I question the use of this in an immunosuppressed individual, but I can find no real scientific information. I know that St. John Wort, for instance, can cause renal rejection. Do you have any experience with this substance?"
You are right in questioning the use of Tongkat Ali in an immunosuppressed individual. But let me first give a brief background on Tongkat Ali for our readers who don't know what it is.
Tongkat Ali is a Malaysian herb that was called the "Asian Viagra" in a May 1999 report in the New Sunday Times. It's been used in Malaysia for many years by men to increase sexual desire, libido, sexual performance and to treat erectile dysfunction.
Tongkat Ali appears to increase testosterone levels. A study published in the November 15, 2004 issue of the Journal of Immunology found that increased testosterone impedes the immune system.

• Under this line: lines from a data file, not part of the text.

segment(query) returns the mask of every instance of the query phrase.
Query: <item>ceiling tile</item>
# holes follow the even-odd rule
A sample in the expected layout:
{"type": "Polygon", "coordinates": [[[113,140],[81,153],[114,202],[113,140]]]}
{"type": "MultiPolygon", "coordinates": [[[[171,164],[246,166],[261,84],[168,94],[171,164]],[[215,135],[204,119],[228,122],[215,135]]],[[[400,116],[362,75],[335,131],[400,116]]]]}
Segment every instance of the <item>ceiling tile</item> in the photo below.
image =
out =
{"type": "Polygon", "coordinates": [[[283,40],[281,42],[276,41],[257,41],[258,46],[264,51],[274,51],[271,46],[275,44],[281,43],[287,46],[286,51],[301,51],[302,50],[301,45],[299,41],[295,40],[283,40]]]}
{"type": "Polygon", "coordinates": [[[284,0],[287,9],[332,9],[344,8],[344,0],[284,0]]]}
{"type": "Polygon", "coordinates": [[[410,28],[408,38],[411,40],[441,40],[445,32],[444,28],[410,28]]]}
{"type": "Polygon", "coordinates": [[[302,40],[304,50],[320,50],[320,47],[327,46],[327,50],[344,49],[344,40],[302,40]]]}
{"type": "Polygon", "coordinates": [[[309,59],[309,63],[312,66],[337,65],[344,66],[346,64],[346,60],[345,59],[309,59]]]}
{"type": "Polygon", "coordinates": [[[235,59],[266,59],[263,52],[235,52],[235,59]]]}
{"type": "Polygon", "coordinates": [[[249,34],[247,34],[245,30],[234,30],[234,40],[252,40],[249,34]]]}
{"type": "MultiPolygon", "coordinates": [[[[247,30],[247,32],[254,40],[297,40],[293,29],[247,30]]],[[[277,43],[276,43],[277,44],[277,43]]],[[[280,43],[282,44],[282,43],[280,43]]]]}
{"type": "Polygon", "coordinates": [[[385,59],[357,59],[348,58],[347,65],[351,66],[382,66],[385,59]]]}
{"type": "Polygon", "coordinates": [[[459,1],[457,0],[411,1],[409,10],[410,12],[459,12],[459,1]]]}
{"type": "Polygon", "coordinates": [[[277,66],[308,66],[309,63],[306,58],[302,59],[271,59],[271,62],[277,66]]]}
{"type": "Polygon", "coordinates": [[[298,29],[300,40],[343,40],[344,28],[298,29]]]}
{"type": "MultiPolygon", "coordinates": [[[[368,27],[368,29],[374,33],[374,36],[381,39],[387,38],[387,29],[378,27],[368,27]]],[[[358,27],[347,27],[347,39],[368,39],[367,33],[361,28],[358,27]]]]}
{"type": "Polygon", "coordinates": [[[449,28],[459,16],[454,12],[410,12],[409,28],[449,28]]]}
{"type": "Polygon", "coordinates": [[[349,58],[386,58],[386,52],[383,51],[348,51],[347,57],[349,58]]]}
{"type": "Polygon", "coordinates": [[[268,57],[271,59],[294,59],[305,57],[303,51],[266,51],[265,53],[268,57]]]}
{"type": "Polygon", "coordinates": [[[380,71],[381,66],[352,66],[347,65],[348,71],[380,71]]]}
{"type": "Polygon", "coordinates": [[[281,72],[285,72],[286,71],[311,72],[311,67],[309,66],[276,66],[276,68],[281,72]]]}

Specifically, testosterone slows or weakens the response of T-lymphocytes, white blood cells that are instrumental in defending the body against infections and tumor cells.
After a kidney transplant, there is a risk that the body will identify the new kidney as foreign and try to reject it. Very powerful drugs, called immunosuppressants, are given to try to prevent organ rejection.
If these people, who are already immunosuppressed, experience a further weakening of the immune system after taking Tongkat Ali, their risk of developing serious infections such as pneumonia or even cancer may be even greater.